The proportion of albumins based on total seed protein content decreased from 229 to 147 g kg(-1) as seed protein content increased from 157.3 to 272.7 g kg(-1), while the proportion of globulins increased from 483 to 590 g kg(-1). The IVPDs of eight raw pea seeds were 79.9-83.5%, with significant varietal variations, and those were improved to 85.9-86.8% by cooking. Albumins, including (pea albumins 2) PA2, trypsin inhibitor, lectin and lipoxygenase, were identified as proteolytic resistant proteins.

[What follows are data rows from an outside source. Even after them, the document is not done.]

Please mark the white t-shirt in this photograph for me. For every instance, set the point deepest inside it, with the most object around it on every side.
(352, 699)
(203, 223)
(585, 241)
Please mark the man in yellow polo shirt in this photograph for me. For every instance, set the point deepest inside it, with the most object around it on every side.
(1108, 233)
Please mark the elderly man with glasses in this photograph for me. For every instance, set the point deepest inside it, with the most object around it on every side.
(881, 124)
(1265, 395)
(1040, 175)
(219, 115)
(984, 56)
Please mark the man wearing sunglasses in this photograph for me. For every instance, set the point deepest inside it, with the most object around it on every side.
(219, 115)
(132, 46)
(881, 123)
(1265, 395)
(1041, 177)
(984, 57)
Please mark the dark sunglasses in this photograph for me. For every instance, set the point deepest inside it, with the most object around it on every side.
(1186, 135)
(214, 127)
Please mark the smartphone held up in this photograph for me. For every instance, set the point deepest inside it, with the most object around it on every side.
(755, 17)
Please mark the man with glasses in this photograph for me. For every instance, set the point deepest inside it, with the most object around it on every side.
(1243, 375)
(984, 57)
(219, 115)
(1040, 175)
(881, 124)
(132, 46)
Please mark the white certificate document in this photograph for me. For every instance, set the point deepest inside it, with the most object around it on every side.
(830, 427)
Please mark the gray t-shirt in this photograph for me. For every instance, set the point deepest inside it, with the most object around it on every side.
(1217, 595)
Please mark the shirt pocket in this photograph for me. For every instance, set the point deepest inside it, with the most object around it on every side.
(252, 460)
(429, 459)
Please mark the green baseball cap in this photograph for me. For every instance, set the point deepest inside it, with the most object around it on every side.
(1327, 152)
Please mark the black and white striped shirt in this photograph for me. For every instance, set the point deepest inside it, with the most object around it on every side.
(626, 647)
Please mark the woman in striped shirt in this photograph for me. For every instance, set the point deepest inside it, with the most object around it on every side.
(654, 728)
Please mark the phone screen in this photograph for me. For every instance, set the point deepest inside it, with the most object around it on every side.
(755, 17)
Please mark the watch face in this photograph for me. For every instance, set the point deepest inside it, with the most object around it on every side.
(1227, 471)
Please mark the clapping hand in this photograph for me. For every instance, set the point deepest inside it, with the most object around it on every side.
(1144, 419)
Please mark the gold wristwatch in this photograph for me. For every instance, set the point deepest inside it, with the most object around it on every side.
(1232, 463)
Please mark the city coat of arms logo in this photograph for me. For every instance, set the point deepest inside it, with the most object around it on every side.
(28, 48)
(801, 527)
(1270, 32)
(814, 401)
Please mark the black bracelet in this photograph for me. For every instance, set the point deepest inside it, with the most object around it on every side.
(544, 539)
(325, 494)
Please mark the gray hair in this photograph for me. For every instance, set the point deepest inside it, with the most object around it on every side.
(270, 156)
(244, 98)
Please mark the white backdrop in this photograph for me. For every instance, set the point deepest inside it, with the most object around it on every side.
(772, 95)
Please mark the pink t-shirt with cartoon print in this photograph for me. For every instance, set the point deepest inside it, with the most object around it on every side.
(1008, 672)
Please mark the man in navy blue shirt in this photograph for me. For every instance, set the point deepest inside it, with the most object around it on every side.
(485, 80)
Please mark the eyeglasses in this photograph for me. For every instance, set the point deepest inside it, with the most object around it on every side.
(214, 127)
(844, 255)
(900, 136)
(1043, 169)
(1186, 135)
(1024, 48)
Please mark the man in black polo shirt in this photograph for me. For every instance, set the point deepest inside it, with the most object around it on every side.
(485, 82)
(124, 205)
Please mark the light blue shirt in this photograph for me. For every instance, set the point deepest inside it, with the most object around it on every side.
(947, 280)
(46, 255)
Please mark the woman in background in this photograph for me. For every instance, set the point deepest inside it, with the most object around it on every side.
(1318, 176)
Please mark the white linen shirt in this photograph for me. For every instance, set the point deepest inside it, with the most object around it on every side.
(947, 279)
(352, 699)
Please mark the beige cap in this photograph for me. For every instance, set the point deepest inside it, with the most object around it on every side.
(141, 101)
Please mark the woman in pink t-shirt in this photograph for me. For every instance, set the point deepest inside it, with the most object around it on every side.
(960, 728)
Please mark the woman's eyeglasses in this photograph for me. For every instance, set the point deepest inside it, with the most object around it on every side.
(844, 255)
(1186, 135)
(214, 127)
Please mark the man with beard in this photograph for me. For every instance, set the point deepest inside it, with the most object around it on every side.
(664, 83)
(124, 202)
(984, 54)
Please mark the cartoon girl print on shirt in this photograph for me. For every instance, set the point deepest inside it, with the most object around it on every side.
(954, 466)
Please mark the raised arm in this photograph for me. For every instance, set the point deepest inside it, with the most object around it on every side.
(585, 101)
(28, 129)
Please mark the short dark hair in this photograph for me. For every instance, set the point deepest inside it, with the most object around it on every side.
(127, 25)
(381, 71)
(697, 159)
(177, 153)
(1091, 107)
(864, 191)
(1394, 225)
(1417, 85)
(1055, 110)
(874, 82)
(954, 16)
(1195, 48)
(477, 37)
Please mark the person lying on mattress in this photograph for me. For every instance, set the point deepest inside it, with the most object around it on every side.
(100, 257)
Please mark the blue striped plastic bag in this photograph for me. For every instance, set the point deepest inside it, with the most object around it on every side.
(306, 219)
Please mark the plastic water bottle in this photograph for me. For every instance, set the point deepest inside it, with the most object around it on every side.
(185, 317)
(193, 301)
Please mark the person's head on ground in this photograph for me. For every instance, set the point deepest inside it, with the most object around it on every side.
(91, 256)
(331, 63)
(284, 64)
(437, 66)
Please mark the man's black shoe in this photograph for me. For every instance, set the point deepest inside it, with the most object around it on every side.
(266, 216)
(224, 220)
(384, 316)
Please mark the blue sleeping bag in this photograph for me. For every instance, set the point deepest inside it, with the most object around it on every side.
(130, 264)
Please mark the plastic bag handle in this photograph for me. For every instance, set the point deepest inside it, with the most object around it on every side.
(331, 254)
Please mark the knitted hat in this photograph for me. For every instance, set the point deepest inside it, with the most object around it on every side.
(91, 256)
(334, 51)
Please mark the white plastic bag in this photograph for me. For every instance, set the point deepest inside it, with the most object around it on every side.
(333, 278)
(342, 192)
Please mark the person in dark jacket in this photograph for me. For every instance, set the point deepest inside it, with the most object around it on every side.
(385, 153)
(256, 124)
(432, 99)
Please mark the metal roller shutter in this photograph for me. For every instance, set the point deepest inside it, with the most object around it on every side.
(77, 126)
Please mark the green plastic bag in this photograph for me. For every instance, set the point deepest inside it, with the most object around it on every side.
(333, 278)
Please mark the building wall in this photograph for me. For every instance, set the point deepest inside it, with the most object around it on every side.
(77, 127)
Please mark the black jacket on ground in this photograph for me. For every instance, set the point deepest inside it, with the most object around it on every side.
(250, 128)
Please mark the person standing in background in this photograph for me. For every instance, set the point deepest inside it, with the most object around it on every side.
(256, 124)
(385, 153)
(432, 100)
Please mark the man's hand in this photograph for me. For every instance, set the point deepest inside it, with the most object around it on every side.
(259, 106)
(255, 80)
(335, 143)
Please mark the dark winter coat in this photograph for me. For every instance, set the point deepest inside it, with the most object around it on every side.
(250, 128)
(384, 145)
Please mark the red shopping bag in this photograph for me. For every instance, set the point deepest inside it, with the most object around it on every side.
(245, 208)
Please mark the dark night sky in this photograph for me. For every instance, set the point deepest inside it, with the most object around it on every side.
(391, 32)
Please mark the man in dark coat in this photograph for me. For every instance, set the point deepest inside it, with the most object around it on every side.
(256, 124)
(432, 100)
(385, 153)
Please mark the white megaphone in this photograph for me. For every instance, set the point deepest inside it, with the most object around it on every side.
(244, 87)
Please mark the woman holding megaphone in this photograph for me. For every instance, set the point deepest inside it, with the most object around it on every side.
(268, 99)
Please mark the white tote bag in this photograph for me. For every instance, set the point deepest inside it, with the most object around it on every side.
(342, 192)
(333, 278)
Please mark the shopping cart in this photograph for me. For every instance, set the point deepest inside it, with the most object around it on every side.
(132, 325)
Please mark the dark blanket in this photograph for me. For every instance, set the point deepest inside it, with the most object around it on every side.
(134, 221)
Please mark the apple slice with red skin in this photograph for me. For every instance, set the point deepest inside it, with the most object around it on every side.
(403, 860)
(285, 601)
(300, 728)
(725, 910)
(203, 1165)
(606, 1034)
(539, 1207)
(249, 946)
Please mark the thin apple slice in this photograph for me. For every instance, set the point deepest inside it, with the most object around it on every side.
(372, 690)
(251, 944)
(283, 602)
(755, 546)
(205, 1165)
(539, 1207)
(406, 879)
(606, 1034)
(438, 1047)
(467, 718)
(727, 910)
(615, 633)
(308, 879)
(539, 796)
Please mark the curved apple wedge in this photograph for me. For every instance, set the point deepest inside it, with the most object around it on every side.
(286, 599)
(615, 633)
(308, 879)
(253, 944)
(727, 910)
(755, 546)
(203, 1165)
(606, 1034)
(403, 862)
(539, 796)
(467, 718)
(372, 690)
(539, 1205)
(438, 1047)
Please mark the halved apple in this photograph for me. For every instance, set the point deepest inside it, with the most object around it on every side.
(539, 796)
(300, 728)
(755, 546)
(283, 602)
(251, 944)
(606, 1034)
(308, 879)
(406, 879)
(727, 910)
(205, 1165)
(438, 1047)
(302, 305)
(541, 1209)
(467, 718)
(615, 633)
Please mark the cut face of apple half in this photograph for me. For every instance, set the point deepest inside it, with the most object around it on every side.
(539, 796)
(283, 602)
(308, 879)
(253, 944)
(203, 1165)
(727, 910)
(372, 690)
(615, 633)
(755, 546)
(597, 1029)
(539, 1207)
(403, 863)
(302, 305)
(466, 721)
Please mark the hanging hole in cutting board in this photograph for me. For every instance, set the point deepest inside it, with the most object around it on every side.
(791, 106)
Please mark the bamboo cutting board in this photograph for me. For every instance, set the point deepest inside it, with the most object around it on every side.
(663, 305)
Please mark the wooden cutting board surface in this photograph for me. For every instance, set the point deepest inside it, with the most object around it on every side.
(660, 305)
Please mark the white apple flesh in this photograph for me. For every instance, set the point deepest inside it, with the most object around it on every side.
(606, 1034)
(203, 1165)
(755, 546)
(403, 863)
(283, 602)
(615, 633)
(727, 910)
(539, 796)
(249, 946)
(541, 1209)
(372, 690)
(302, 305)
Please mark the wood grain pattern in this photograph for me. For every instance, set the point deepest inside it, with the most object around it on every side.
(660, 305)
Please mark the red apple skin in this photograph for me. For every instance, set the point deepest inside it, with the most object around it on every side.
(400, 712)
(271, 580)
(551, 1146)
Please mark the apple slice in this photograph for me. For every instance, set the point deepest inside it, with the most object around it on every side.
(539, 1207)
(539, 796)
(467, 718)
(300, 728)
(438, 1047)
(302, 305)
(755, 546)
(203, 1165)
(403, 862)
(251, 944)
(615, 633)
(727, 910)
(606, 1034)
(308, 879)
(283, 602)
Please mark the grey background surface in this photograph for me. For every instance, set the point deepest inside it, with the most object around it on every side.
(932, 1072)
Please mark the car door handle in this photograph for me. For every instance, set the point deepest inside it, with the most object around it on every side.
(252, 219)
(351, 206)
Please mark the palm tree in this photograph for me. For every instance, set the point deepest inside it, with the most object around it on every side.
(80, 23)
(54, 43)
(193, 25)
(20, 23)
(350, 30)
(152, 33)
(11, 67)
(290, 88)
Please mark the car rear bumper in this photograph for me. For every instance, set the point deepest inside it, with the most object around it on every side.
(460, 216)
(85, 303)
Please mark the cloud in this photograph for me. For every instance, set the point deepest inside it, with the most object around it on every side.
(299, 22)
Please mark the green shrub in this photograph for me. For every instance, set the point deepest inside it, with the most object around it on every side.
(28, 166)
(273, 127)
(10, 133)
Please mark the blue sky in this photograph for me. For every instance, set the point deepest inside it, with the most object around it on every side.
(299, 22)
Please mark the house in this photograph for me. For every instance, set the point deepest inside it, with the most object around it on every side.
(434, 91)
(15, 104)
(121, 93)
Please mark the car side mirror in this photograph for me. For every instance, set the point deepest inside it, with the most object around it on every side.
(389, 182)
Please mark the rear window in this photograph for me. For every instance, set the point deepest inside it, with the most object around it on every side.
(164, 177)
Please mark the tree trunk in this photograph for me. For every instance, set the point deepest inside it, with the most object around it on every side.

Globulins were mostly digested by protease treatment after heating.

CONCLUSION

The quantitative ratio of albumins and globulins, and the quantitative variations of albumin protein components, including lipoxygenase, PA2, lectins and trypsin inhibitors, appear to influence the protein digestibility of both raw and cooked pea seeds.

摘要

背景

豌豆为人类饮食提供了极好的植物蛋白资源,但它们的蛋白质不如动物蛋白易消化。为了确定豌豆蛋白的组成与体外消化率之间的关系,对 8 个蛋白质含量(157.3-272.7 g kg(-1))范围较宽的豌豆品种的白蛋白和球蛋白的比例、使用十二烷基硫酸钠-聚丙烯酰胺凝胶电泳的组成以及热处理前后的体外蛋白质消化率(IVPD)进行了测定,采用多酶(胰蛋白酶、糜蛋白酶和肽酶)法。

结果

随着种子蛋白质含量从 157.3 克/千克增加到 272.7 克/千克,基于总种子蛋白质含量的白蛋白比例从 229 克/千克下降到 147 克/千克,而球蛋白的比例从 483 克/千克增加到 590 克/千克。8 个生豌豆种子的 IVPD 为 79.9-83.5%,品种间存在显著差异,经烹饪后提高到 85.9-86.8%。白蛋白,包括(豌豆白蛋白 2)PA2、胰蛋白酶抑制剂、凝集素和脂氧合酶,被鉴定为抗蛋白水解的蛋白质。球蛋白在加热后经蛋白酶处理大部分被消化。

结论

白蛋白和球蛋白的定量比例以及包括脂氧合酶、PA2、凝集素和胰蛋白酶抑制剂在内的白蛋白蛋白成分的定量变化,似乎影响了生豌豆和熟豌豆种子的蛋白质消化率。